Sémiotisation du corps

Nous nous représentons le corps de mille façons, mais un mode privilégié de représentation est son interprétation comme signe, comme ensemble de signes. Le plan de manifestation qu’est le corps, tout ou partie, sera alors tenu pour signifiant, pour un signifiant. Un tel point de vue est revendiqué explicitement par deux des articles de l’ouvrage collectif, qui sont peut-être paradoxalement parmi les moins sémiotiques, du moins à notre sens.

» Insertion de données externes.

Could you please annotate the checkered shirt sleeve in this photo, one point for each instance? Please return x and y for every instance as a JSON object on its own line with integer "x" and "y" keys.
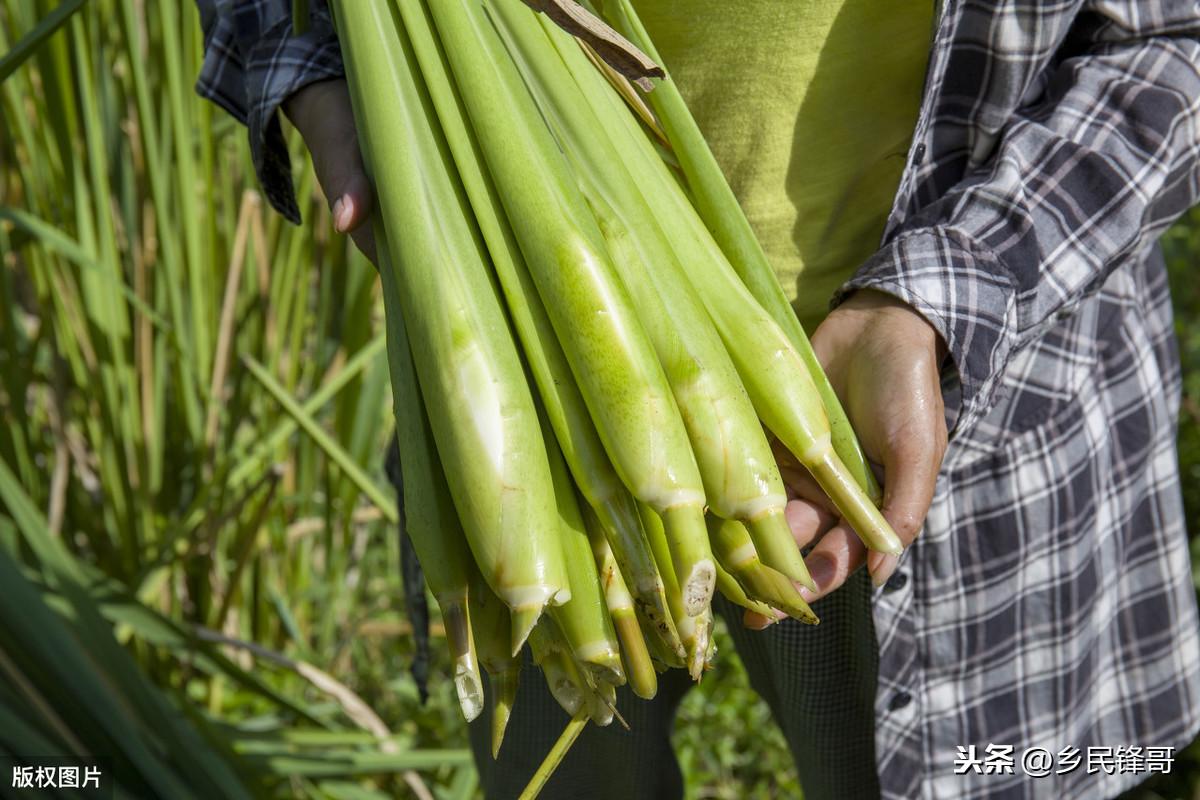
{"x": 252, "y": 62}
{"x": 1078, "y": 127}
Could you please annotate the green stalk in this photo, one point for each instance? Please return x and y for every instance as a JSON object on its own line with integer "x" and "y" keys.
{"x": 693, "y": 629}
{"x": 493, "y": 645}
{"x": 583, "y": 619}
{"x": 561, "y": 396}
{"x": 486, "y": 428}
{"x": 732, "y": 590}
{"x": 430, "y": 518}
{"x": 774, "y": 374}
{"x": 736, "y": 553}
{"x": 551, "y": 653}
{"x": 635, "y": 655}
{"x": 555, "y": 757}
{"x": 611, "y": 356}
{"x": 739, "y": 473}
{"x": 724, "y": 217}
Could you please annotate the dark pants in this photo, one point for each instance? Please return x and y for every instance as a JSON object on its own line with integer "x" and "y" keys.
{"x": 817, "y": 680}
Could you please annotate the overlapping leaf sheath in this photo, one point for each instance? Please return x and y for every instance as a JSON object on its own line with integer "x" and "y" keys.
{"x": 605, "y": 456}
{"x": 583, "y": 619}
{"x": 486, "y": 426}
{"x": 430, "y": 518}
{"x": 719, "y": 208}
{"x": 493, "y": 645}
{"x": 635, "y": 654}
{"x": 561, "y": 396}
{"x": 593, "y": 317}
{"x": 739, "y": 473}
{"x": 774, "y": 374}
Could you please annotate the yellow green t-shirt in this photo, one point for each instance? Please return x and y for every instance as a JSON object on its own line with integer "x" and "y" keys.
{"x": 809, "y": 107}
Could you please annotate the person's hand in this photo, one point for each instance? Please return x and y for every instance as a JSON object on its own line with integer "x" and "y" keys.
{"x": 882, "y": 359}
{"x": 323, "y": 115}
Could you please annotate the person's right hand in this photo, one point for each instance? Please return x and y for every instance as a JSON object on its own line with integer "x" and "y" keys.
{"x": 323, "y": 115}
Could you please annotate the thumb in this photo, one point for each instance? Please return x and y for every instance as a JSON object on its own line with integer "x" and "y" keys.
{"x": 910, "y": 474}
{"x": 323, "y": 115}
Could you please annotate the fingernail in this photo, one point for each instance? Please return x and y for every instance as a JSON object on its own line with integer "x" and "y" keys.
{"x": 754, "y": 621}
{"x": 339, "y": 208}
{"x": 886, "y": 566}
{"x": 821, "y": 569}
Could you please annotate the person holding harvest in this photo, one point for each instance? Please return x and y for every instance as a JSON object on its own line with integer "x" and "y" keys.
{"x": 978, "y": 190}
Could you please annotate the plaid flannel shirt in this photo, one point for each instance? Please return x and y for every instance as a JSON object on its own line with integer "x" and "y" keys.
{"x": 1049, "y": 601}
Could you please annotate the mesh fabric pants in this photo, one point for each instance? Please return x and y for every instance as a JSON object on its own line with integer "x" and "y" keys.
{"x": 817, "y": 680}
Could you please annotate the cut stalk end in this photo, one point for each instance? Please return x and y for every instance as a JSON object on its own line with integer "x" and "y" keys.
{"x": 766, "y": 585}
{"x": 777, "y": 547}
{"x": 855, "y": 505}
{"x": 696, "y": 638}
{"x": 639, "y": 667}
{"x": 504, "y": 686}
{"x": 687, "y": 534}
{"x": 523, "y": 620}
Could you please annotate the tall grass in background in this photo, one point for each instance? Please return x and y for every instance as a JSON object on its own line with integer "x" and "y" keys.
{"x": 198, "y": 551}
{"x": 198, "y": 557}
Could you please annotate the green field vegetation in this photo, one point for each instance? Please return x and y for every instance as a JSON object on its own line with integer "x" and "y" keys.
{"x": 198, "y": 547}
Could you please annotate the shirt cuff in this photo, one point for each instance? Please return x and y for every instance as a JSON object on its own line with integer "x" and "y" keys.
{"x": 277, "y": 65}
{"x": 969, "y": 298}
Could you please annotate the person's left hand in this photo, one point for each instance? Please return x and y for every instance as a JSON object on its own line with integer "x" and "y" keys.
{"x": 882, "y": 359}
{"x": 323, "y": 115}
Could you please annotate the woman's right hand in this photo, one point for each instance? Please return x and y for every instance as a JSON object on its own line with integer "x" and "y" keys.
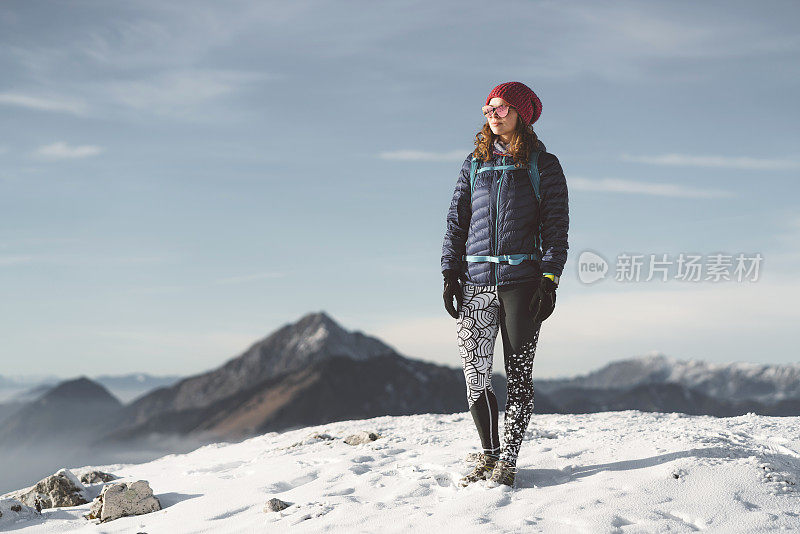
{"x": 452, "y": 289}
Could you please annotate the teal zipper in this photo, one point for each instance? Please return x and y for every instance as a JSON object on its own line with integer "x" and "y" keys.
{"x": 497, "y": 225}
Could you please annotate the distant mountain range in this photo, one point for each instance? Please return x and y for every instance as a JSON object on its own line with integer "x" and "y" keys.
{"x": 313, "y": 371}
{"x": 735, "y": 381}
{"x": 125, "y": 387}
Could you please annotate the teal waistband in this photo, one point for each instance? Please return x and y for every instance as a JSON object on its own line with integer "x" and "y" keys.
{"x": 512, "y": 259}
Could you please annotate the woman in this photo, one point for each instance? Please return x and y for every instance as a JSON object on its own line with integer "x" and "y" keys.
{"x": 508, "y": 250}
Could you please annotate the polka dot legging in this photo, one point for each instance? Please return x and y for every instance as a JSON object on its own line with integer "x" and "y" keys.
{"x": 484, "y": 309}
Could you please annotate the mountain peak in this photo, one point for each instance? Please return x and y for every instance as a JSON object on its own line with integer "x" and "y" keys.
{"x": 79, "y": 389}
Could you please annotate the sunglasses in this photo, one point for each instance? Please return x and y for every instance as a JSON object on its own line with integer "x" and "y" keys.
{"x": 501, "y": 110}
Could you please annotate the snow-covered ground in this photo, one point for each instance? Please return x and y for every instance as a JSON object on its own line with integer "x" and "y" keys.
{"x": 608, "y": 472}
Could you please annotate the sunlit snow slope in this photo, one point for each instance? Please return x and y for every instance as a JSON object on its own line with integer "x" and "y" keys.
{"x": 619, "y": 472}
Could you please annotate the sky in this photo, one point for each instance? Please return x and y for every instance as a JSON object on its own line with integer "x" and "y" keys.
{"x": 180, "y": 179}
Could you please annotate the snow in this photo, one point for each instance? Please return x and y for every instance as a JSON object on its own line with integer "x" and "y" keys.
{"x": 612, "y": 472}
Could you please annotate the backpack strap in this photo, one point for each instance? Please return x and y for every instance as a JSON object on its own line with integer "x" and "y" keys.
{"x": 474, "y": 166}
{"x": 533, "y": 169}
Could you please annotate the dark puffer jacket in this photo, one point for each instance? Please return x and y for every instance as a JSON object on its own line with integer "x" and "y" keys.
{"x": 499, "y": 217}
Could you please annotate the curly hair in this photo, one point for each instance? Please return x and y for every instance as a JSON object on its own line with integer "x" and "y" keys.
{"x": 523, "y": 142}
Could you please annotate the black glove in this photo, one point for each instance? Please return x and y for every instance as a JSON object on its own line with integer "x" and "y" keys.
{"x": 544, "y": 300}
{"x": 452, "y": 289}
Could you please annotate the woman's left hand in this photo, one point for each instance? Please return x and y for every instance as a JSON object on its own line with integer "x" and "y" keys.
{"x": 544, "y": 300}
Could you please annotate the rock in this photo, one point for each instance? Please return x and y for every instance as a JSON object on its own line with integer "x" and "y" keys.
{"x": 276, "y": 505}
{"x": 472, "y": 458}
{"x": 315, "y": 437}
{"x": 12, "y": 510}
{"x": 361, "y": 437}
{"x": 95, "y": 477}
{"x": 60, "y": 489}
{"x": 123, "y": 499}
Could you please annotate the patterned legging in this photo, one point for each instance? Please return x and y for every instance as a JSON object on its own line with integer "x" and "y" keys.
{"x": 484, "y": 309}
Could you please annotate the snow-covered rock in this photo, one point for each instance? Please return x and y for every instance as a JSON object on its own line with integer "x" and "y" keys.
{"x": 124, "y": 499}
{"x": 12, "y": 512}
{"x": 60, "y": 489}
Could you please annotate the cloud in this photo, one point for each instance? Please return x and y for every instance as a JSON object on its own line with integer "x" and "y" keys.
{"x": 172, "y": 93}
{"x": 722, "y": 162}
{"x": 629, "y": 186}
{"x": 43, "y": 103}
{"x": 61, "y": 150}
{"x": 420, "y": 155}
{"x": 15, "y": 260}
{"x": 250, "y": 277}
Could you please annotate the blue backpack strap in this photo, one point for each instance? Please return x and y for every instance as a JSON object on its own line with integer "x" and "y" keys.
{"x": 474, "y": 166}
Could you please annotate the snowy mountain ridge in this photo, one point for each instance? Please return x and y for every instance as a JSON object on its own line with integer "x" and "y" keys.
{"x": 736, "y": 381}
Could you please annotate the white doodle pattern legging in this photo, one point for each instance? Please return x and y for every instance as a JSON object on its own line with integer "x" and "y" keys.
{"x": 483, "y": 311}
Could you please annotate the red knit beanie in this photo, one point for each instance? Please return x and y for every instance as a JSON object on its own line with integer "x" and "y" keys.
{"x": 521, "y": 97}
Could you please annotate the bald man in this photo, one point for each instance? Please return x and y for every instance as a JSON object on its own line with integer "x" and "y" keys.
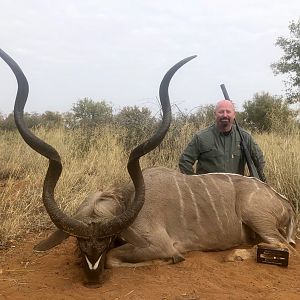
{"x": 217, "y": 148}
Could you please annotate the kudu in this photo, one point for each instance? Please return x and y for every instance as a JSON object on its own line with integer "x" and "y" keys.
{"x": 178, "y": 213}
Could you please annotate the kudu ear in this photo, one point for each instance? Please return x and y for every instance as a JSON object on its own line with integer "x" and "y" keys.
{"x": 56, "y": 238}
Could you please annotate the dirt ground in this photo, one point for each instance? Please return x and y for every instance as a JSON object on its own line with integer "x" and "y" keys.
{"x": 203, "y": 275}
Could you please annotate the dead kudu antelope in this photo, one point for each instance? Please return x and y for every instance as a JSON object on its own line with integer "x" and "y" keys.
{"x": 178, "y": 213}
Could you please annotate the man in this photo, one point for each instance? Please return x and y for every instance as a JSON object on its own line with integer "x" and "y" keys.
{"x": 217, "y": 148}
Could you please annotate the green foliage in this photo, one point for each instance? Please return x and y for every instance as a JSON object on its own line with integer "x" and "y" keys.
{"x": 266, "y": 113}
{"x": 289, "y": 64}
{"x": 88, "y": 113}
{"x": 137, "y": 122}
{"x": 204, "y": 115}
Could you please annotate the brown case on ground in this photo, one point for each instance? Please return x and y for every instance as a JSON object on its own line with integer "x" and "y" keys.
{"x": 274, "y": 256}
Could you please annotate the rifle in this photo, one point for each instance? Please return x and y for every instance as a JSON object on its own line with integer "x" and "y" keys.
{"x": 252, "y": 169}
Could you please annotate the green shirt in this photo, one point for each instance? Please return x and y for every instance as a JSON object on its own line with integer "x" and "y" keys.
{"x": 215, "y": 151}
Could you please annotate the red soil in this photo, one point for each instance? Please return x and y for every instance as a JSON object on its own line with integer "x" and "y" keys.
{"x": 203, "y": 275}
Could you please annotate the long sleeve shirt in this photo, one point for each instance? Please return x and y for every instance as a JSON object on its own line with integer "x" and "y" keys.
{"x": 215, "y": 151}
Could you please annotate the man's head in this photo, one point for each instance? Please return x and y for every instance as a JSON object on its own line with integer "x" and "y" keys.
{"x": 225, "y": 114}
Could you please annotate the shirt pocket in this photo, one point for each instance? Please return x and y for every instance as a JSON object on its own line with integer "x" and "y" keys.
{"x": 208, "y": 153}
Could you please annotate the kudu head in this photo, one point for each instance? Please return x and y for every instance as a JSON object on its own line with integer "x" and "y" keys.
{"x": 94, "y": 238}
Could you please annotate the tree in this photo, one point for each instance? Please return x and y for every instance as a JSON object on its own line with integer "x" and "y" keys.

Ainsi, Jean-Pierre Castellani, « Présence et fonction du corps dans les Mémoires d’Hadrien de Marguerite Yourcenar », pp. 135-148, parle d’un « système de signaux du corps établi à partir des sens ». Et les variations de l’apparence constituent autant de traces – d’indices – de l’être ou du faire. Ou encore Bruno Garnier, « Corps et rite sacrificiel dans la tragédie française du XVIe et XVIIe siècles : l’exemple de la fable de Polyxène » (pp. 175-193), qui, dans sa conclusion (p. 193), à propos du corps souffrant, l’évoque comme « l’un des signes qu’il faut décoder », comme, en un premier temps au moins, un « signe à interpréter ».

Note de bas de page 1 :

 Qui publia aussi, en 1879, les inénarrables quoique narrés Voyages et aventures du capitaine Marius Cougourdan.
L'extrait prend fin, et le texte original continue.